Dolaplarında kıyafetleri, bebekken giydikleri ayakkabıları, ilk okul heyecanlarını kareledikleri fotoğrafları bıraktıkları yerde duruyor.

Baba Ömer Kaya çocuklarının giydiği kıyafetleri kokluyor özlemini gidermek için. Çocuklarının ölümünden bu güne ne evlere sığıyor ne de sokaklara. Akşam olunca eve gelmek zor geliyor acılı babaya.

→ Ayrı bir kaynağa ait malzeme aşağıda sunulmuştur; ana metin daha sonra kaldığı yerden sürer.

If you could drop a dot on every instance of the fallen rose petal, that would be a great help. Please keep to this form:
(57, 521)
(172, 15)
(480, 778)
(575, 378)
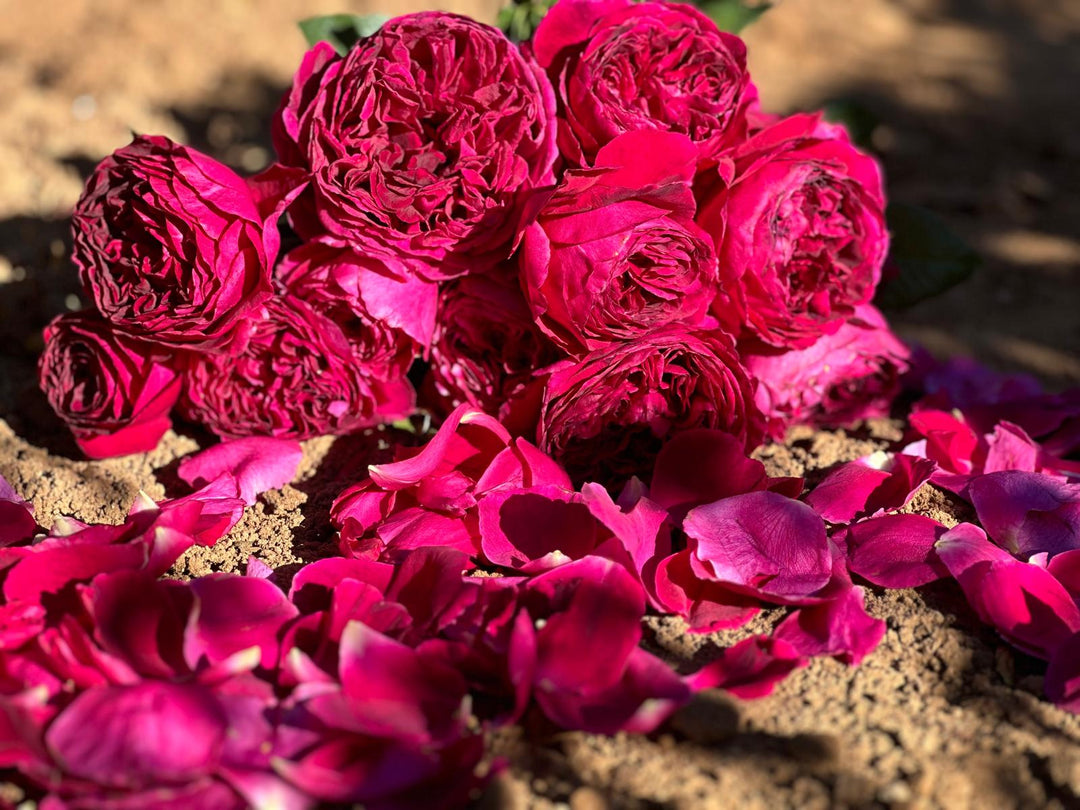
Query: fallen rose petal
(1026, 512)
(16, 516)
(542, 525)
(706, 606)
(414, 470)
(895, 551)
(760, 541)
(258, 463)
(1025, 603)
(700, 467)
(839, 628)
(143, 734)
(868, 485)
(751, 669)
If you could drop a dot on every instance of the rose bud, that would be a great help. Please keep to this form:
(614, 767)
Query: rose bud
(615, 252)
(297, 377)
(620, 66)
(606, 415)
(799, 232)
(852, 374)
(386, 319)
(170, 245)
(422, 143)
(486, 348)
(113, 392)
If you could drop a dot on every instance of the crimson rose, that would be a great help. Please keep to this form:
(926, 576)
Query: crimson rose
(423, 143)
(297, 377)
(113, 392)
(170, 245)
(620, 66)
(798, 220)
(606, 416)
(486, 349)
(616, 253)
(852, 374)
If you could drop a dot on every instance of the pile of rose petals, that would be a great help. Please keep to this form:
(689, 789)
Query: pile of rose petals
(478, 586)
(618, 275)
(596, 235)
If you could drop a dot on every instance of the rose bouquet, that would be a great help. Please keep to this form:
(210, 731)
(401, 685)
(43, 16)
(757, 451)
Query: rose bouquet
(609, 275)
(596, 235)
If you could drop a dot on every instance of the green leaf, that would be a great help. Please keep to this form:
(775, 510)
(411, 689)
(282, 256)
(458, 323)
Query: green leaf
(928, 256)
(518, 18)
(341, 30)
(732, 15)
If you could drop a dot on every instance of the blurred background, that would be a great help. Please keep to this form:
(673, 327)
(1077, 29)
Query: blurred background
(972, 106)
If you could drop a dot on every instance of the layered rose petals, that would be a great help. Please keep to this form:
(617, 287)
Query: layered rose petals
(296, 378)
(799, 231)
(421, 144)
(112, 391)
(615, 252)
(620, 66)
(170, 244)
(606, 416)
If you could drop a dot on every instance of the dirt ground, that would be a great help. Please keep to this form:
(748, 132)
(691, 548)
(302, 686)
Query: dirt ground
(977, 119)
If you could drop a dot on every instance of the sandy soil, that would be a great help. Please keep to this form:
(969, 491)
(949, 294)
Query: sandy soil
(975, 103)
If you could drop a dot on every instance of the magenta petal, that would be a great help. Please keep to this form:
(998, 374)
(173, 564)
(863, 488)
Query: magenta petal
(410, 471)
(839, 628)
(1063, 675)
(700, 467)
(751, 669)
(392, 691)
(16, 516)
(258, 463)
(895, 551)
(142, 734)
(761, 541)
(233, 613)
(584, 646)
(518, 526)
(1027, 512)
(869, 485)
(1022, 601)
(646, 694)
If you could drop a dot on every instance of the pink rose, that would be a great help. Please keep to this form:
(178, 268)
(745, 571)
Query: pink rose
(423, 143)
(852, 374)
(798, 220)
(620, 66)
(297, 377)
(486, 347)
(615, 253)
(386, 319)
(170, 245)
(113, 392)
(606, 416)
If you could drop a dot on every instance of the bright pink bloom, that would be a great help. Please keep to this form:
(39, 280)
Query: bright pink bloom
(620, 66)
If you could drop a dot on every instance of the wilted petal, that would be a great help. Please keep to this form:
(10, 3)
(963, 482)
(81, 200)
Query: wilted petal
(872, 484)
(1022, 601)
(700, 467)
(1063, 675)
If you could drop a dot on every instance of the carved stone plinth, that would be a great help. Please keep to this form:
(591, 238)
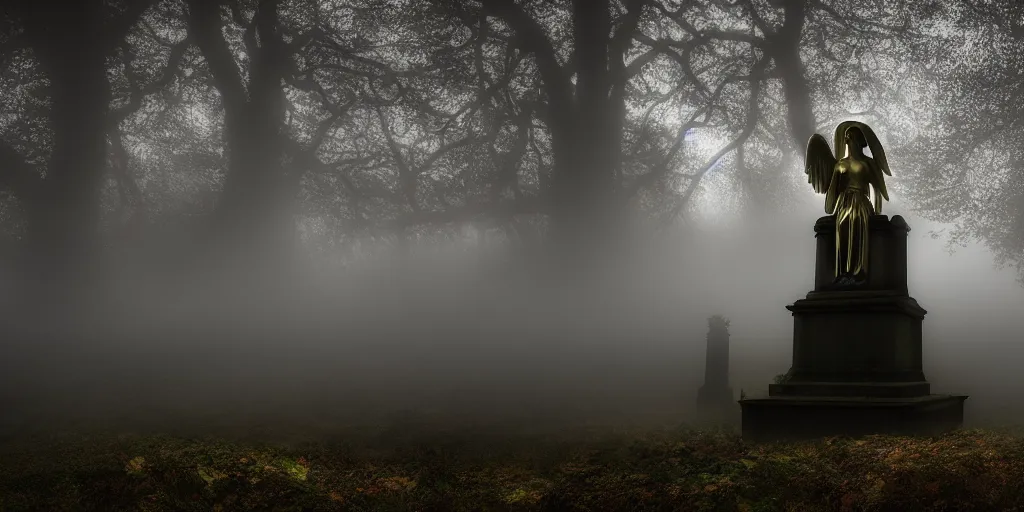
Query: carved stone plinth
(856, 353)
(715, 398)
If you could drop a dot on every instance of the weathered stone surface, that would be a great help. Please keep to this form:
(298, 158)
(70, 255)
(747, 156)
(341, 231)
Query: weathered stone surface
(856, 353)
(716, 394)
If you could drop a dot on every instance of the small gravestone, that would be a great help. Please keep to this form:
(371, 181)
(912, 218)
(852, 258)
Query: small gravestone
(715, 396)
(857, 336)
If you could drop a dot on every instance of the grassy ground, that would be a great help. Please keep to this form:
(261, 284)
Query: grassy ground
(409, 467)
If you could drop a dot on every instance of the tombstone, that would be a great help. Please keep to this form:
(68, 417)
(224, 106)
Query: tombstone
(856, 353)
(715, 395)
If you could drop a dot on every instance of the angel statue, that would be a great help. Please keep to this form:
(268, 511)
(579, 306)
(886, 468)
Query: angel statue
(847, 179)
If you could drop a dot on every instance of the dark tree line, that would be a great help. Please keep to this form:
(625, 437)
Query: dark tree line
(562, 122)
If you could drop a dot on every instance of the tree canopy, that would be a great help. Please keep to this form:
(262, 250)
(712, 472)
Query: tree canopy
(266, 125)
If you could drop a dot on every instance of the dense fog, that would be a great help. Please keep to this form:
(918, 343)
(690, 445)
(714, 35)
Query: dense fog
(449, 337)
(259, 213)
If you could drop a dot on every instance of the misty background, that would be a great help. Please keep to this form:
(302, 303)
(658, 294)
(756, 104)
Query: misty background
(317, 211)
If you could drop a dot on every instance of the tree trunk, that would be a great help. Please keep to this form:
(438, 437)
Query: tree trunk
(64, 219)
(784, 49)
(587, 146)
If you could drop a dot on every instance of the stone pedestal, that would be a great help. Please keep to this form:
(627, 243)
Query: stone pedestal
(715, 398)
(856, 353)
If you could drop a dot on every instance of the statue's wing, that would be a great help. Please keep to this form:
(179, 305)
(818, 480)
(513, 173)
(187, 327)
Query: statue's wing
(819, 164)
(878, 154)
(836, 185)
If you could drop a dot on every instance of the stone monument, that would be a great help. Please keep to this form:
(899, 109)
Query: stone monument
(716, 395)
(857, 336)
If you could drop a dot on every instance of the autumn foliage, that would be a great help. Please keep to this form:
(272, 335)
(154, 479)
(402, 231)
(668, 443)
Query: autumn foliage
(582, 470)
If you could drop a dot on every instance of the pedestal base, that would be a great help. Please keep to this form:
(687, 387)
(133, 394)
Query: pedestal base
(792, 418)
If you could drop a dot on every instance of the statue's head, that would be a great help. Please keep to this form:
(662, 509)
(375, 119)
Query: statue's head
(855, 137)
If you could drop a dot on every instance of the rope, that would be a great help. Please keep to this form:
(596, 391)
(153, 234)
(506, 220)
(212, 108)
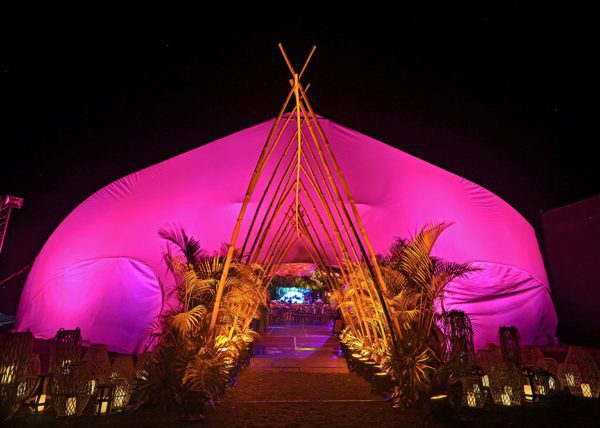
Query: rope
(14, 275)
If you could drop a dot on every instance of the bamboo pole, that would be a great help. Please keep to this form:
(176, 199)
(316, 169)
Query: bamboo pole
(373, 267)
(285, 180)
(259, 206)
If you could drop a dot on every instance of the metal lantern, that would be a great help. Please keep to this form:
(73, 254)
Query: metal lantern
(99, 366)
(122, 378)
(103, 399)
(535, 384)
(66, 349)
(15, 351)
(40, 400)
(473, 392)
(588, 369)
(506, 385)
(70, 389)
(570, 378)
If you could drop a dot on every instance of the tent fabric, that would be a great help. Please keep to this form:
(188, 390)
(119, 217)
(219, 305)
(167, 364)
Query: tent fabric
(102, 268)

Kaza sonrası tutuklanan sürücünün son duruşmada tutuksuz yargılanmak üzere serbest bırakılmasına karar verilmesi ise Kaya çiftinin acılarını bir kat daha artırdı.

Olay gününü anlatan acılı Babanın en çok zoruna giden kaza yapan sürücünün yaralı kızını 15 metre uzaklıktaki hastaneye dahi götürmemesi.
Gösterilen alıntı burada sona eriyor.